Last week saw the third in VinciWorks’ successful series of AML core group meetings and the first of 2024. These meetings are an opportunity for AML professionals in the world’s leading law firms to come together to share ideas and best practice hosted and facilitated by the VinciWorks and Compliance Office team.
Impact of ECCTA
VinciWorks’ Business Development Director Tom Evans gave a recap of the Economic Crime & Corporate Transparency Act (ECCTA) and its impact on KYC processes for firms. ECCTA has brought the biggest ever changes to Companies House since its inception, giving it new powers to act as an active gatekeeper to check and reject company registration details. ECCTA also introduces reforms to how LLPs are managed. LLPs must now have a UK-registered office. Many of the core group members have set up working groups on ECCTA.
Failure to prevent fraud
ECCTA also introduced the new offence of failure to prevent fraud, a topic covered in more detail in the VinciWorks webinar held later that week. If you missed that you can access the recording here.
Pooled client accounts and bank demands
Managing Director of Compliance Office, Andy Donovan, introduced an issue that is being increasingly raised by his clients. What level of information must a law firm share with its bank about clients’ identities and their source of wealth when that money is held in a firm’s pooled client account? Andy reiterated the inherent conflict between providing the bank with the information that they need to carry out their due diligence while maintaining client confidentiality. Banks are entitled under the regulations to apply simplified due diligence to pooled bank accounts and have the right to ask for the details of client identity but not verification. There is a concern that banks may be overstepping their entitlement to information with some of the requests recently seen.

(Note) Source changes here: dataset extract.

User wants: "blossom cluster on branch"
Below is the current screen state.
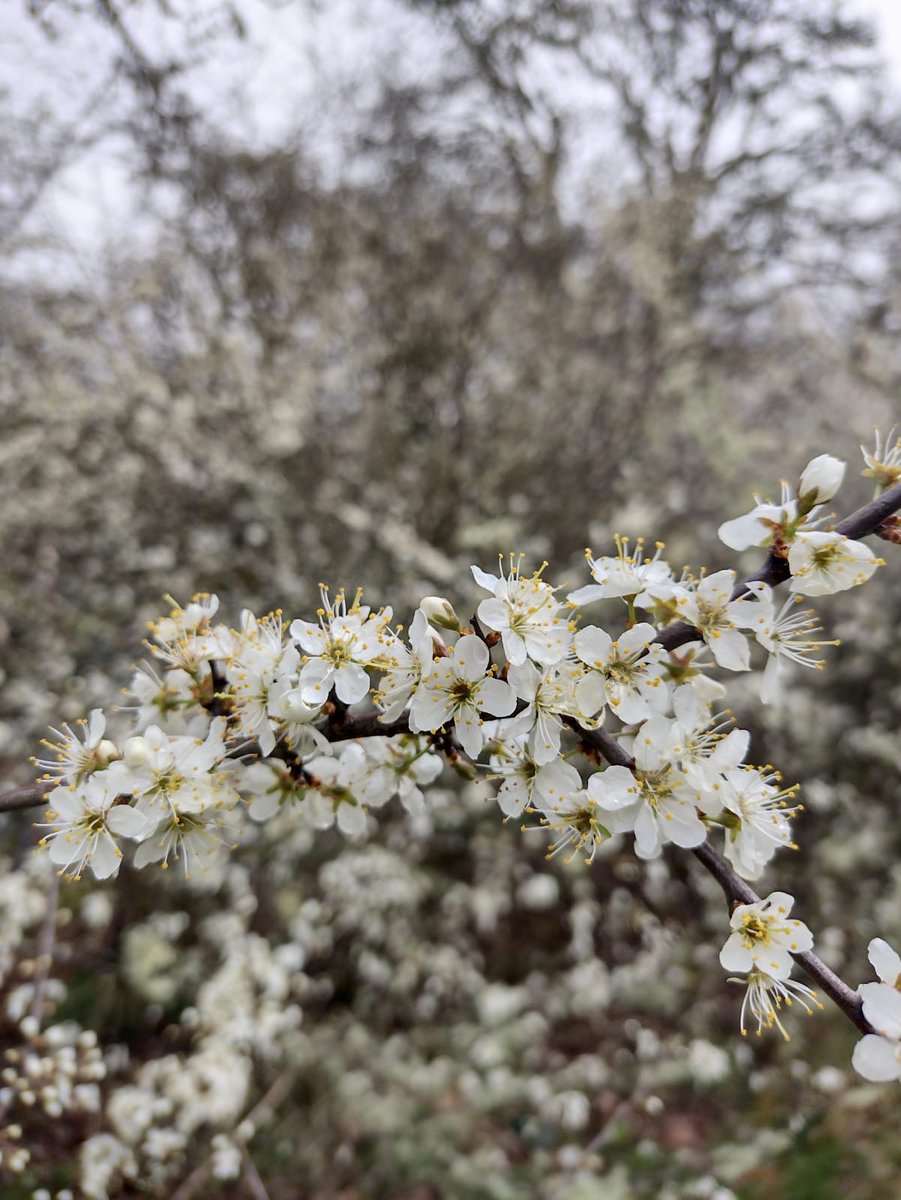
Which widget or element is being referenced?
[7,436,901,1099]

A deeper dive into the SRA’s templates
Facilitated by Ruth Mittelmann Cohen, VinciWorks’ Head of Omnitrack Product, the AML core group continued its analysis of the SRA templates for client and matter risk assessments introduced last year. At a previous meeting, we discussed the pros and cons of the new templates. Most firms agreed that while the intentions of the SRA were sound in improving the general adherence to best practice, the templates themselves were not being adopted, at least not in wholesale terms by the members of this group. It was posited that their real purpose was for firms with weaker policies and procedures and that the main benefit as far as this group was concerned was to use the templates as a wake-up call to check their own risk assessments were up to scratch.